Fuimos a Puerto Colombia en el trenecito de juguete tan despacioso como un caballo. Almorzamos frente al muelle de maderas carcomidas por donde había entrado el mundo entero al país antes que se dragaran las Bocas de Ceniza. Nos sentamos bajo un cobertizo de palma, donde las grandes matronas negras servían pargos fritos con arroz de coco y tajadas de plátano verde. Dormitamos en el sopor denso de las dos, y seguimos conversando hasta que se hundió en el mar el inmenso sol de candela. La realidad me parecía fantástica. Mira adonde ha venido a dar nuestra luna de miel, se burló ella. Pero prosiguió en serio: Hoy miro para atrás, veo la fila de miles de hombres que pasaron por mis camas, y daría el alma por haberme quedado aunque fuera con el peor. Gracias a Dios, encontré mi chino a tiempo. Es como estar casada con el dedo meñique, pero es sólo mío.
Me miró a los ojos, midió mi reacción a lo que acababa de contarme, y me dijo: Así que vete a buscar ahora mismo a esa pobre criatura aunque sea verdad lo que te dicen los celos, sea como sea, que lo bailado no te lo quita nadie. Pero eso sí, sin romanticismos de abuelo. Despiértala, tíratela hasta por las orejas con esa pinga de burro con que te premió el diablo por tu cobardía y tu mezquindad. En serio, terminó con el alma: no te vayas a morir sin probar la maravilla de tirar con amor.

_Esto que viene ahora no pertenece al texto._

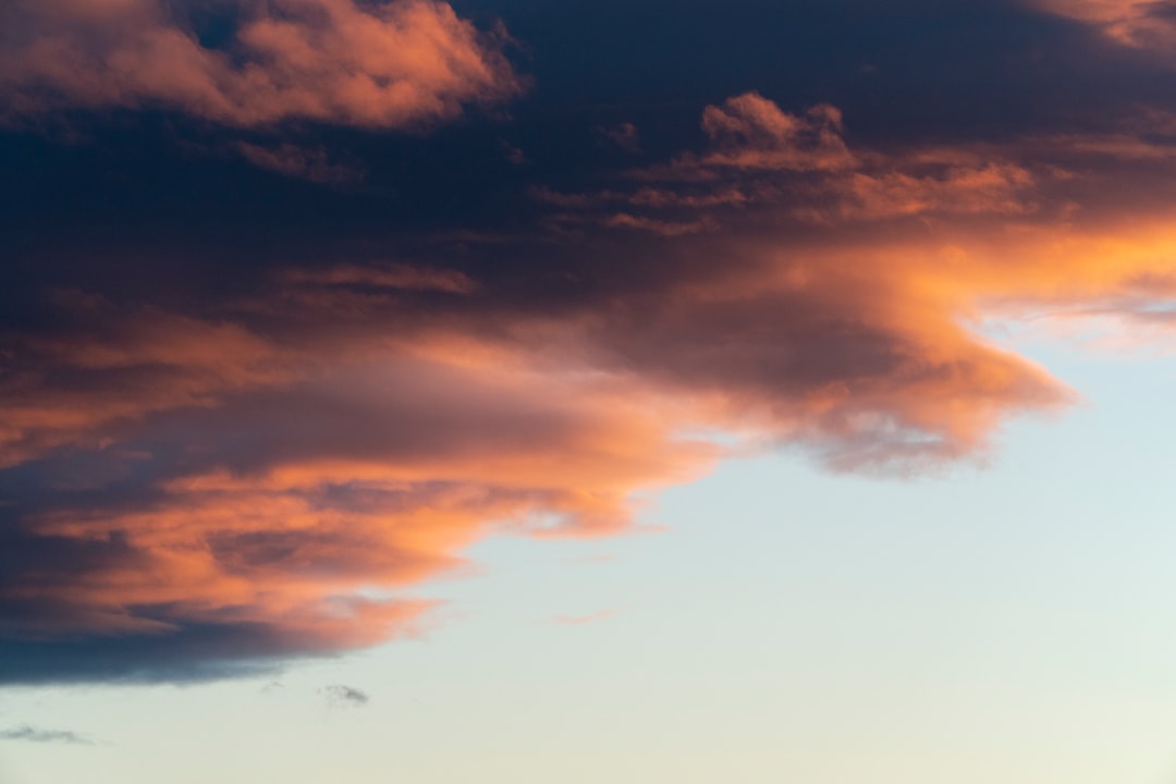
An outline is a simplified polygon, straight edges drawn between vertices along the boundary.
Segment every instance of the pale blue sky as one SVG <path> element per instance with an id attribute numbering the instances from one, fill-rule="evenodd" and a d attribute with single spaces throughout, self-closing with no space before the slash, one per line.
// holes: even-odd
<path id="1" fill-rule="evenodd" d="M 733 462 L 662 534 L 487 541 L 421 639 L 281 685 L 9 689 L 0 729 L 93 745 L 0 742 L 0 780 L 1171 782 L 1176 362 L 1029 348 L 1084 402 L 987 469 Z"/>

El pulso me temblaba al día siguiente cuando marqué el número del teléfono. Tanto por la tensión del reencuentro con Delgadina, como por la incertidumbre de la forma en que Rosa Cabarcas me respondiera. Habíamos tenido una disputa seria por el abuso con que tasó los destrozos que hice en su cuarto. Tuve que vender uno de los cuadros más amados de mi madre, cuyo valor se calculaba en una fortuna, pero a la hora de la verdad no llegó a un décimo de mis ilusiones.
Aumenté la suma con el resto de mis ahorros y se la llevé a Rosa Cabarcas con una consigna inapelable: Lo tomas o lo dejas. Fue un acto suicida, porque sólo con vender uno de mis secretos ella habría aniquilado mi buen nombre. Pero no respingó, sino que se quedó con los cuadros que había tomado en prenda la noche del pleito. Fui el perdedor absoluto en una sola jugada: me quedé sin Delgadina, sin Rosa Cabarcas y sin mis últimos ahorros. Sin embargo, oí el timbre del teléfono una vez, dos veces, tres, y por fin ella: ¿A ver? No me salió la voz. Colgué. Me eché en la hamaca, tratando de serenarme con la lírica ascética de Satie, y sudé tanto que el lienzo quedó empapado. Hasta el día siguiente no tuve el valor de llamar.